On Sat, Apr 5, 2008 at 7:23 PM, geni geniice@gmail.com wrote:
MIT have experience with software licenses but I don't know much about their recent activity. Any commentary from them would be of interest but ah would they be interested in commenting.
Historical we've tended to pay attention to the Debian mob.
One of two (I think there were only two) relevant interpretations of CC licenses (for US legal system) which I got last year at CC community list was MIT's interpretation.
It would be good to make a list of relevant institutions which are able to give their interpretation of CC-BY-SA 3.0 and changes added to newer versions.
Also, I am still in doubt how would we solve "... or any later version..." issue with CC-BY-SA. Legal systems are in slow, but constant changes and it is not a good idea to stay for a long time at version which is outdated by changes in the society.
As I may see, Wikinews is still licensed under CC-BY 2.5, for example. Is a document licensed under one version compatible with a document licensed under some later version? How would we decide a switch between BY-SA 3.5 and BY-SA 4.0? What would be our option if something goes wrong and we decide not to use new versions BY-SA anymore, but we still have to be up to date with changes in legal system(s) and society?

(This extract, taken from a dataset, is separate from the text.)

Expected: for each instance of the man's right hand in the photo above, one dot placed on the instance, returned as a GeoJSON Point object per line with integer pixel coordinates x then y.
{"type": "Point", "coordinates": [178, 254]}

Maybe I have a couple of questions more, but I don't want to hear political talks about those issues, I want to hear expert opinions. And I am not asking this just to ask, I really want to know answers to those questions.
Hm. Maybe our "... or any later version..." clause should be "... or any other license approved by the Board and the community" (and define strictly what "community decision" means)? Maybe even to try to find a field for double licensing: one BY-SA, one which "the Board or the community decide"? I understand that those are complex models...
I really don't have a problem with any license or license provider while licensing our projects is under our control.